Francis Cotes was the son of a pharmacist, and the eldest brother of the miniaturist Samuel Cotes. He was apprenticed to the portrait painter George Knapton in the 1740's, and was at first confined to pastels, in which medium he is certainly the greatest English exponent of the 18th century. His first oil paintings dates from as late as 1753, and he did not seriously take up the medium until four years later. From 1765 he took a large house and studio at 32 Cavendish Square, and established himself as the first serious fashionable rival to Reynolds and Gainsborough. He was prominent in the Society of Artists and was a Foundation Member of the Royal Academy.
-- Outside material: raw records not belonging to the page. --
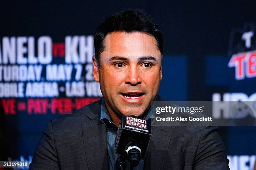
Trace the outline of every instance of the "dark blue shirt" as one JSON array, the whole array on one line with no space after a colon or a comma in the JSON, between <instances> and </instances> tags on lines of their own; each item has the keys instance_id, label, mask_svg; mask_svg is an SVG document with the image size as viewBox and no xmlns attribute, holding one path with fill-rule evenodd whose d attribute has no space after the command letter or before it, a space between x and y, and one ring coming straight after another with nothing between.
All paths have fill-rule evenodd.
<instances>
[{"instance_id":1,"label":"dark blue shirt","mask_svg":"<svg viewBox=\"0 0 256 170\"><path fill-rule=\"evenodd\" d=\"M152 112L150 110L148 111L145 120L155 119L155 117ZM105 125L107 128L107 136L108 142L108 168L110 170L117 170L115 166L115 161L118 155L115 154L115 139L117 132L118 128L113 122L109 115L104 100L102 98L101 103L101 110L100 112L100 120ZM129 170L130 165L127 161L126 170ZM141 170L143 169L144 161L141 160L139 165L133 168L133 170Z\"/></svg>"}]
</instances>

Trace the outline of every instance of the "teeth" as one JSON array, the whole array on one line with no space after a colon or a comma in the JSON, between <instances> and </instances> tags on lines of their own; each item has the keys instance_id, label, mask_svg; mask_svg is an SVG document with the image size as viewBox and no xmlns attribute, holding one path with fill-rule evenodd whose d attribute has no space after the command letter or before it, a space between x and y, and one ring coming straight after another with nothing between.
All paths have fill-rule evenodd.
<instances>
[{"instance_id":1,"label":"teeth","mask_svg":"<svg viewBox=\"0 0 256 170\"><path fill-rule=\"evenodd\" d=\"M128 98L129 99L137 99L138 98L139 98L139 96L137 96L137 97L128 97L128 96L125 96L125 98Z\"/></svg>"}]
</instances>

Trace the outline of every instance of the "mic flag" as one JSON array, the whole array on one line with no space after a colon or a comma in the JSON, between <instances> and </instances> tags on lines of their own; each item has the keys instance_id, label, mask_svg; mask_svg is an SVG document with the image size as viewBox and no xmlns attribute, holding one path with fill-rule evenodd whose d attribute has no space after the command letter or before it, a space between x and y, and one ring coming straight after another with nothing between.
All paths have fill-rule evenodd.
<instances>
[{"instance_id":1,"label":"mic flag","mask_svg":"<svg viewBox=\"0 0 256 170\"><path fill-rule=\"evenodd\" d=\"M136 149L144 160L151 138L150 121L122 115L115 141L115 153L128 155Z\"/></svg>"}]
</instances>

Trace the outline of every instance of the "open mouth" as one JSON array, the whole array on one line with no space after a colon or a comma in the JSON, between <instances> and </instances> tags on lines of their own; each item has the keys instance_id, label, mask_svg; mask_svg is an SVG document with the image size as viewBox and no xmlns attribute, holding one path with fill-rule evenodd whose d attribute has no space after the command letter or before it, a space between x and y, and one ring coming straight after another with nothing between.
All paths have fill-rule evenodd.
<instances>
[{"instance_id":1,"label":"open mouth","mask_svg":"<svg viewBox=\"0 0 256 170\"><path fill-rule=\"evenodd\" d=\"M121 94L125 98L127 99L138 99L144 93L141 92L128 92L125 93L121 93Z\"/></svg>"}]
</instances>

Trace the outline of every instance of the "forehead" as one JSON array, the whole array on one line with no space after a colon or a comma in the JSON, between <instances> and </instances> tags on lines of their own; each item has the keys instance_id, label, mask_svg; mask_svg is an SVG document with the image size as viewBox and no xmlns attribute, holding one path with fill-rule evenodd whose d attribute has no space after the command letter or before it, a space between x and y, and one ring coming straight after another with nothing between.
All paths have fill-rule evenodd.
<instances>
[{"instance_id":1,"label":"forehead","mask_svg":"<svg viewBox=\"0 0 256 170\"><path fill-rule=\"evenodd\" d=\"M157 60L161 57L156 39L145 33L115 31L107 35L104 43L100 56L106 59L118 56L132 60L152 56Z\"/></svg>"}]
</instances>

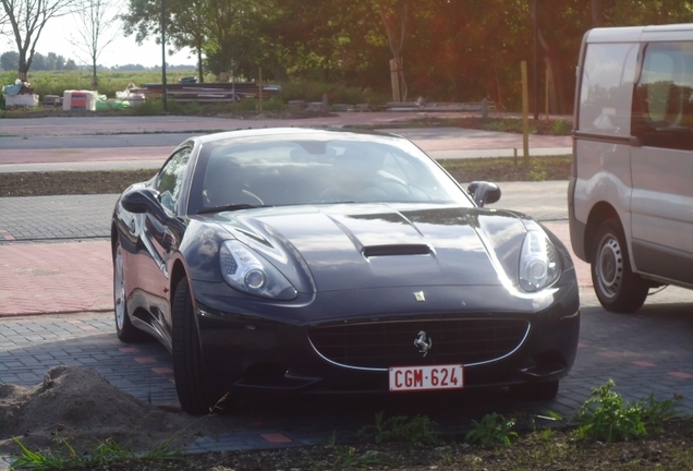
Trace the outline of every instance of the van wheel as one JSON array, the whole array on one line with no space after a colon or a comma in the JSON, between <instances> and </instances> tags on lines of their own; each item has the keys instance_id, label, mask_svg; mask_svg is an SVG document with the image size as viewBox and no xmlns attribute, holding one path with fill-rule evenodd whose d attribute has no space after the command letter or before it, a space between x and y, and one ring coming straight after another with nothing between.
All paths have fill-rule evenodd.
<instances>
[{"instance_id":1,"label":"van wheel","mask_svg":"<svg viewBox=\"0 0 693 471\"><path fill-rule=\"evenodd\" d=\"M621 225L608 219L597 230L592 258L592 282L599 302L610 312L635 312L645 303L647 283L631 271Z\"/></svg>"}]
</instances>

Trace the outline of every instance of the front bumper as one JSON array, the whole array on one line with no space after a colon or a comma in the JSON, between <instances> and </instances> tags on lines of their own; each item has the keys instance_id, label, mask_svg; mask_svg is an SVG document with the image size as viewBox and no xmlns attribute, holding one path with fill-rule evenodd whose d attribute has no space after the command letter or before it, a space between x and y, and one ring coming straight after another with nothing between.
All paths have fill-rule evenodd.
<instances>
[{"instance_id":1,"label":"front bumper","mask_svg":"<svg viewBox=\"0 0 693 471\"><path fill-rule=\"evenodd\" d=\"M451 286L332 291L277 303L224 283L193 288L216 397L387 391L388 366L423 364L465 364L465 387L555 381L568 374L578 348L572 268L535 297L498 286ZM434 343L424 357L414 340L426 329Z\"/></svg>"}]
</instances>

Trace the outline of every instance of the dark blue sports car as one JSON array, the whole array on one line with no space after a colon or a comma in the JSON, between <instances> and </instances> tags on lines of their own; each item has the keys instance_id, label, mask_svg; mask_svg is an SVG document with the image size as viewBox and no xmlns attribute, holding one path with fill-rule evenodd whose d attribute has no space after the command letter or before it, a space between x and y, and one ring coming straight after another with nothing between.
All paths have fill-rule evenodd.
<instances>
[{"instance_id":1,"label":"dark blue sports car","mask_svg":"<svg viewBox=\"0 0 693 471\"><path fill-rule=\"evenodd\" d=\"M575 270L538 222L484 208L499 197L397 135L190 138L115 205L118 336L172 352L191 413L258 392L551 398L575 359Z\"/></svg>"}]
</instances>

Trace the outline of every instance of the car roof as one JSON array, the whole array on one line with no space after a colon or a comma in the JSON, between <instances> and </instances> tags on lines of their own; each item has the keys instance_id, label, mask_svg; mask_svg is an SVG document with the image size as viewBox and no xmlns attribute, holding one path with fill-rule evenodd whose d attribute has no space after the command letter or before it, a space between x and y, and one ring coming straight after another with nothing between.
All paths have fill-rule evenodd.
<instances>
[{"instance_id":1,"label":"car roof","mask_svg":"<svg viewBox=\"0 0 693 471\"><path fill-rule=\"evenodd\" d=\"M587 32L587 43L636 43L641 40L691 40L693 23L652 26L594 28Z\"/></svg>"},{"instance_id":2,"label":"car roof","mask_svg":"<svg viewBox=\"0 0 693 471\"><path fill-rule=\"evenodd\" d=\"M336 130L336 129L318 129L318 128L259 128L227 131L220 133L206 134L197 136L196 140L202 144L216 142L220 140L232 138L245 138L245 137L262 137L262 136L282 136L288 138L339 138L339 136L360 136L364 141L382 141L382 138L404 138L393 133L385 133L377 131L363 131L363 130Z\"/></svg>"}]
</instances>

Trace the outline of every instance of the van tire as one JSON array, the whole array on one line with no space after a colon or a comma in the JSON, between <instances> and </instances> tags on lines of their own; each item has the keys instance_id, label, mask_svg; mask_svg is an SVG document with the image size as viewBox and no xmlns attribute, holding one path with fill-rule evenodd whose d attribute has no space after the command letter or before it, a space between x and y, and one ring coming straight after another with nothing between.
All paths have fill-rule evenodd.
<instances>
[{"instance_id":1,"label":"van tire","mask_svg":"<svg viewBox=\"0 0 693 471\"><path fill-rule=\"evenodd\" d=\"M623 229L607 219L597 229L592 255L592 283L599 302L610 312L632 313L645 303L648 285L631 270Z\"/></svg>"}]
</instances>

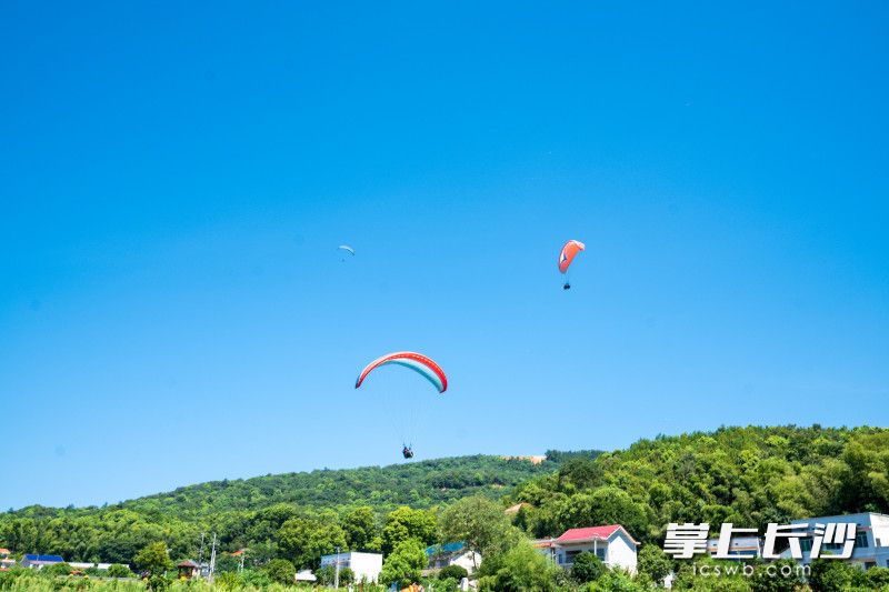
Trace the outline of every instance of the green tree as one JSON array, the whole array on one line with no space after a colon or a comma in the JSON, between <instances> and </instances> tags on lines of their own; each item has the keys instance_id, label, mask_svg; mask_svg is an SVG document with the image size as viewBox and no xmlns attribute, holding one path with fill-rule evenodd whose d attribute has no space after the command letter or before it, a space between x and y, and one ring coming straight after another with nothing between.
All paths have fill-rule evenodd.
<instances>
[{"instance_id":1,"label":"green tree","mask_svg":"<svg viewBox=\"0 0 889 592\"><path fill-rule=\"evenodd\" d=\"M673 564L661 548L653 543L648 543L643 544L642 549L639 550L637 569L639 573L645 573L652 582L660 585L663 583L663 579L673 571Z\"/></svg>"},{"instance_id":2,"label":"green tree","mask_svg":"<svg viewBox=\"0 0 889 592\"><path fill-rule=\"evenodd\" d=\"M816 559L810 564L809 586L813 592L841 592L851 588L856 569L835 559Z\"/></svg>"},{"instance_id":3,"label":"green tree","mask_svg":"<svg viewBox=\"0 0 889 592\"><path fill-rule=\"evenodd\" d=\"M431 544L434 541L436 529L436 514L428 510L413 510L402 505L386 516L386 526L382 530L383 554L389 554L399 543L409 539Z\"/></svg>"},{"instance_id":4,"label":"green tree","mask_svg":"<svg viewBox=\"0 0 889 592\"><path fill-rule=\"evenodd\" d=\"M559 573L557 573L559 572ZM522 541L506 553L481 563L479 590L482 592L551 592L557 589L561 569L553 565L530 543Z\"/></svg>"},{"instance_id":5,"label":"green tree","mask_svg":"<svg viewBox=\"0 0 889 592\"><path fill-rule=\"evenodd\" d=\"M865 572L866 585L873 590L889 588L889 568L871 568Z\"/></svg>"},{"instance_id":6,"label":"green tree","mask_svg":"<svg viewBox=\"0 0 889 592\"><path fill-rule=\"evenodd\" d=\"M173 569L173 562L170 561L170 554L167 552L167 543L163 541L146 545L136 554L132 562L150 575L163 575L168 570Z\"/></svg>"},{"instance_id":7,"label":"green tree","mask_svg":"<svg viewBox=\"0 0 889 592\"><path fill-rule=\"evenodd\" d=\"M598 580L605 571L605 563L596 556L596 553L589 551L578 553L571 564L571 578L581 584Z\"/></svg>"},{"instance_id":8,"label":"green tree","mask_svg":"<svg viewBox=\"0 0 889 592\"><path fill-rule=\"evenodd\" d=\"M269 580L289 585L296 582L297 569L286 559L273 559L262 566Z\"/></svg>"},{"instance_id":9,"label":"green tree","mask_svg":"<svg viewBox=\"0 0 889 592\"><path fill-rule=\"evenodd\" d=\"M352 551L379 552L382 548L382 536L369 505L356 508L342 519L342 530L346 541Z\"/></svg>"},{"instance_id":10,"label":"green tree","mask_svg":"<svg viewBox=\"0 0 889 592\"><path fill-rule=\"evenodd\" d=\"M346 533L331 522L291 518L278 531L279 556L292 560L300 568L316 569L321 555L347 549Z\"/></svg>"},{"instance_id":11,"label":"green tree","mask_svg":"<svg viewBox=\"0 0 889 592\"><path fill-rule=\"evenodd\" d=\"M459 582L463 578L469 578L469 572L466 571L466 568L462 565L447 565L438 571L436 578L439 580L447 580L450 578Z\"/></svg>"},{"instance_id":12,"label":"green tree","mask_svg":"<svg viewBox=\"0 0 889 592\"><path fill-rule=\"evenodd\" d=\"M458 500L441 513L439 522L446 542L463 543L481 556L503 553L521 539L503 508L481 495Z\"/></svg>"},{"instance_id":13,"label":"green tree","mask_svg":"<svg viewBox=\"0 0 889 592\"><path fill-rule=\"evenodd\" d=\"M793 592L802 585L802 570L792 559L780 559L768 568L759 565L750 580L753 592Z\"/></svg>"},{"instance_id":14,"label":"green tree","mask_svg":"<svg viewBox=\"0 0 889 592\"><path fill-rule=\"evenodd\" d=\"M337 581L337 568L334 565L324 565L314 570L314 576L318 578L318 583L321 585L333 585ZM350 584L354 582L354 572L349 568L340 568L340 584Z\"/></svg>"},{"instance_id":15,"label":"green tree","mask_svg":"<svg viewBox=\"0 0 889 592\"><path fill-rule=\"evenodd\" d=\"M380 572L384 585L398 583L403 588L420 581L420 572L426 568L426 546L417 539L399 542L386 558Z\"/></svg>"},{"instance_id":16,"label":"green tree","mask_svg":"<svg viewBox=\"0 0 889 592\"><path fill-rule=\"evenodd\" d=\"M592 493L577 493L558 514L561 529L589 526L590 524L622 524L632 535L648 531L646 508L636 502L626 491L616 486L603 486Z\"/></svg>"},{"instance_id":17,"label":"green tree","mask_svg":"<svg viewBox=\"0 0 889 592\"><path fill-rule=\"evenodd\" d=\"M106 575L109 578L130 578L132 572L126 565L121 565L120 563L113 563L108 566L108 571Z\"/></svg>"}]
</instances>

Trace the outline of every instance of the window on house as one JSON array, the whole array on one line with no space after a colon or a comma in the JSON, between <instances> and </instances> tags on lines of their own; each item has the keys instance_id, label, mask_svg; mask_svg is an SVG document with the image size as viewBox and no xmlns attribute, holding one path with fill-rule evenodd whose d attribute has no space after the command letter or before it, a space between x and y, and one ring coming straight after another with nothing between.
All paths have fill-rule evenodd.
<instances>
[{"instance_id":1,"label":"window on house","mask_svg":"<svg viewBox=\"0 0 889 592\"><path fill-rule=\"evenodd\" d=\"M573 563L575 558L578 556L582 551L566 551L565 552L565 562L566 563Z\"/></svg>"}]
</instances>

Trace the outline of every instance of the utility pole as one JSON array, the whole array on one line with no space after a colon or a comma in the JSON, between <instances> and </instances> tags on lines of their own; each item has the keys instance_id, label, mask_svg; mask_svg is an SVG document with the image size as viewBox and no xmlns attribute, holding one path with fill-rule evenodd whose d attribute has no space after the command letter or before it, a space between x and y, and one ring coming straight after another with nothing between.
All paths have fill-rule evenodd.
<instances>
[{"instance_id":1,"label":"utility pole","mask_svg":"<svg viewBox=\"0 0 889 592\"><path fill-rule=\"evenodd\" d=\"M213 583L213 572L216 572L216 533L213 533L213 549L210 551L210 576L207 579L211 584Z\"/></svg>"},{"instance_id":2,"label":"utility pole","mask_svg":"<svg viewBox=\"0 0 889 592\"><path fill-rule=\"evenodd\" d=\"M203 533L201 533L201 550L198 552L198 574L203 578Z\"/></svg>"},{"instance_id":3,"label":"utility pole","mask_svg":"<svg viewBox=\"0 0 889 592\"><path fill-rule=\"evenodd\" d=\"M333 568L333 588L340 588L340 548L337 548L337 565Z\"/></svg>"}]
</instances>

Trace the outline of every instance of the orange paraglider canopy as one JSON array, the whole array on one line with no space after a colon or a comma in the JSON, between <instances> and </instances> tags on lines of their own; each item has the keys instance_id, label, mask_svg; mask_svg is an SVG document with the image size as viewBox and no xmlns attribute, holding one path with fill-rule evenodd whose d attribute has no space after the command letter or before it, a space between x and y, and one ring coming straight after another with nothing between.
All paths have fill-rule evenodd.
<instances>
[{"instance_id":1,"label":"orange paraglider canopy","mask_svg":"<svg viewBox=\"0 0 889 592\"><path fill-rule=\"evenodd\" d=\"M570 240L566 242L565 247L562 247L562 250L559 253L559 271L562 273L567 272L568 265L570 265L571 261L575 260L577 253L583 251L585 249L586 247L580 241Z\"/></svg>"}]
</instances>

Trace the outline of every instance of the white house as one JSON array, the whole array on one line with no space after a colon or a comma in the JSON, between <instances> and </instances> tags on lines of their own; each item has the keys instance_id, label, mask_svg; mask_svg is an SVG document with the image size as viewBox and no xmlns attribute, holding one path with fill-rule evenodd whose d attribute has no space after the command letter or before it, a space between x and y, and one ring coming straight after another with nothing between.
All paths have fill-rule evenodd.
<instances>
[{"instance_id":1,"label":"white house","mask_svg":"<svg viewBox=\"0 0 889 592\"><path fill-rule=\"evenodd\" d=\"M852 550L851 559L846 561L866 570L876 566L889 568L889 515L873 512L795 520L793 524L808 524L807 532L809 535L799 541L803 564L811 561L812 536L816 524L827 524L829 522L856 524L855 549ZM820 555L840 553L841 548L841 544L823 544ZM790 549L785 550L781 556L789 558Z\"/></svg>"},{"instance_id":2,"label":"white house","mask_svg":"<svg viewBox=\"0 0 889 592\"><path fill-rule=\"evenodd\" d=\"M569 529L558 539L535 541L535 546L565 569L570 569L575 558L588 551L609 568L636 573L636 551L639 543L620 524Z\"/></svg>"},{"instance_id":3,"label":"white house","mask_svg":"<svg viewBox=\"0 0 889 592\"><path fill-rule=\"evenodd\" d=\"M715 556L717 548L719 546L719 539L707 540L707 552L710 556ZM759 536L732 536L729 542L730 559L743 561L751 558L762 556L762 540Z\"/></svg>"},{"instance_id":4,"label":"white house","mask_svg":"<svg viewBox=\"0 0 889 592\"><path fill-rule=\"evenodd\" d=\"M440 570L448 565L459 565L472 573L481 565L481 554L471 551L463 543L433 544L426 548L429 569Z\"/></svg>"},{"instance_id":5,"label":"white house","mask_svg":"<svg viewBox=\"0 0 889 592\"><path fill-rule=\"evenodd\" d=\"M362 580L376 582L382 571L382 555L380 553L359 553L357 551L350 551L348 553L321 555L322 568L326 565L336 568L337 563L339 563L341 570L346 568L352 570L356 582Z\"/></svg>"},{"instance_id":6,"label":"white house","mask_svg":"<svg viewBox=\"0 0 889 592\"><path fill-rule=\"evenodd\" d=\"M21 566L29 570L41 570L47 565L54 565L56 563L64 563L64 560L59 555L36 555L28 553L21 560Z\"/></svg>"}]
</instances>

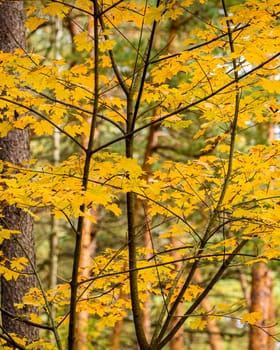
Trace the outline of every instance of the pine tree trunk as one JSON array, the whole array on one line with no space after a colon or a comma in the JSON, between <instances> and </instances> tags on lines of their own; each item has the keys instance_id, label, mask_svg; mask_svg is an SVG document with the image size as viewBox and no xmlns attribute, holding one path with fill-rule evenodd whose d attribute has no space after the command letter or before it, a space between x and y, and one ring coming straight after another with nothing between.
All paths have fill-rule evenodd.
<instances>
[{"instance_id":1,"label":"pine tree trunk","mask_svg":"<svg viewBox=\"0 0 280 350\"><path fill-rule=\"evenodd\" d=\"M256 326L250 329L250 350L271 350L274 348L269 332L273 333L272 308L272 278L271 271L264 263L253 266L251 312L260 312L263 316ZM264 329L262 329L264 327Z\"/></svg>"},{"instance_id":2,"label":"pine tree trunk","mask_svg":"<svg viewBox=\"0 0 280 350\"><path fill-rule=\"evenodd\" d=\"M24 45L23 1L2 1L0 4L0 50L12 52L15 48L24 48ZM2 111L2 113L4 112ZM29 154L28 128L15 129L9 132L5 138L0 139L1 160L19 165L29 158ZM18 337L26 337L28 342L32 342L39 338L38 329L20 320L15 320L15 317L11 315L21 315L28 318L28 314L36 312L34 307L28 305L25 305L23 309L15 307L15 304L22 302L25 293L36 286L33 221L29 214L14 205L8 206L2 203L2 208L3 217L0 224L7 229L21 231L21 234L3 242L1 249L4 256L8 259L24 256L32 262L24 271L27 274L22 275L16 281L6 281L2 278L2 327L4 332L15 333Z\"/></svg>"}]
</instances>

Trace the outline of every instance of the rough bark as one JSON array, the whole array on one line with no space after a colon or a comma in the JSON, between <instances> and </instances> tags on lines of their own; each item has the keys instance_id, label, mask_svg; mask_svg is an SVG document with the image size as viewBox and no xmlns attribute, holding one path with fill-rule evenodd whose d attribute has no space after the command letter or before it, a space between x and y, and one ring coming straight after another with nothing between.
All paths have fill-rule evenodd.
<instances>
[{"instance_id":1,"label":"rough bark","mask_svg":"<svg viewBox=\"0 0 280 350\"><path fill-rule=\"evenodd\" d=\"M0 50L12 52L15 48L24 48L24 46L23 1L2 1L0 3ZM15 116L16 114L15 111ZM12 130L5 138L0 139L1 160L19 165L28 159L29 155L29 130L27 128ZM26 337L28 342L32 342L39 337L38 329L20 320L15 320L5 311L26 318L28 314L36 312L34 307L28 305L25 305L23 309L15 307L15 304L22 302L25 293L36 286L33 268L35 266L33 221L29 214L14 205L9 206L2 203L2 208L3 217L0 224L5 228L21 231L21 234L3 242L1 249L4 256L8 259L25 256L31 261L24 271L27 274L20 276L16 281L6 281L2 278L2 329L7 333L15 333L18 337Z\"/></svg>"},{"instance_id":2,"label":"rough bark","mask_svg":"<svg viewBox=\"0 0 280 350\"><path fill-rule=\"evenodd\" d=\"M260 312L262 320L250 329L249 350L273 350L274 342L269 333L273 333L271 271L264 264L256 264L252 269L252 291L250 312Z\"/></svg>"}]
</instances>

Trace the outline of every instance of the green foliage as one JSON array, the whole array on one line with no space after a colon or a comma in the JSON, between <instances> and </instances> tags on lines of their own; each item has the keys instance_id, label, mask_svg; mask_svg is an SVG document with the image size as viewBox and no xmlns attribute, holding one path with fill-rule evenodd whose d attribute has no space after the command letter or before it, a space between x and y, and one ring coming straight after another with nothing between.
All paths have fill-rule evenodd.
<instances>
[{"instance_id":1,"label":"green foliage","mask_svg":"<svg viewBox=\"0 0 280 350\"><path fill-rule=\"evenodd\" d=\"M204 3L202 11L211 7ZM192 0L31 5L26 28L37 31L34 35L48 31L53 17L80 19L73 37L79 62L71 66L69 52L58 59L20 49L0 54L1 137L14 128L29 127L39 139L58 131L75 150L57 165L40 154L22 166L3 164L1 200L38 221L49 210L65 220L76 245L71 282L25 296L23 303L36 304L41 312L41 319L27 315L30 321L51 329L46 307L51 304L58 332L71 334L73 315L87 310L94 322L91 343L131 314L137 322L151 298L151 346L161 349L185 321L202 331L211 317L251 325L260 319L244 307L232 311L230 291L223 292L229 293L223 295L223 310L208 312L199 304L218 288L224 272L234 271L233 260L248 265L279 258L280 143L263 144L248 131L279 122L279 2L238 2L223 14L215 11L170 53L163 30L184 19L190 6ZM155 149L167 151L146 160L150 171L145 172L143 140L156 125L161 135ZM139 225L133 201L140 208ZM141 211L146 204L148 213ZM84 278L77 266L82 222L98 225L90 209L102 212L102 235L118 236L114 247L98 238L104 246L87 267L91 276ZM114 226L106 228L106 220ZM142 244L141 221L152 248ZM0 238L14 233L2 229ZM24 264L10 261L11 272L5 265L0 273L17 278ZM207 279L195 283L194 272L205 266ZM183 314L173 324L180 303ZM135 326L141 349L148 349ZM40 342L47 349L43 337Z\"/></svg>"}]
</instances>

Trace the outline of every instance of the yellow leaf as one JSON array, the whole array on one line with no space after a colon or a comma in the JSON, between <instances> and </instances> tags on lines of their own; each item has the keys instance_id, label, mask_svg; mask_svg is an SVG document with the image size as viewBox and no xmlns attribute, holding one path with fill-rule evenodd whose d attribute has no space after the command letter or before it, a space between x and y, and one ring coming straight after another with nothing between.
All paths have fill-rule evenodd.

He was perhaps the greatest rival to Sir Joshua Reynolds in London during the 1760's and enjoyed a great critical success:

 

How happy Cotes ? Thy skill shall shine,

Unrivall'd in the class, almost divine.........

 

Thus the critic of The London Chronicle extolling the (admittedly splendid) virtues of Cotes's portrait of Queen Charlotte: the King had chosen Cotes above Reynolds (whom he roundly loathed) to be patronised and to have a Royal portrait exhibited at the Academy, a severe blow to the President's amour-propre.

 

The present painting dates from the period of Cotes maturation into a fully developed portrait painter in oils (his earliest successes had been in pastel), and illustrates amply the artist's clarity of conception, vigorous free brushwork and clarity and intensity of tone. It would have been executed at Cotes' new house in Cavendish Square. In 1765 Cotes was working for a distinguished clientele which included the Earl of Fife, full length in his Coronation robes (Soc. Artists 1765, no 17), “Emma, the nut-brown maid” and Lady Cunliffe as his career burgeoned.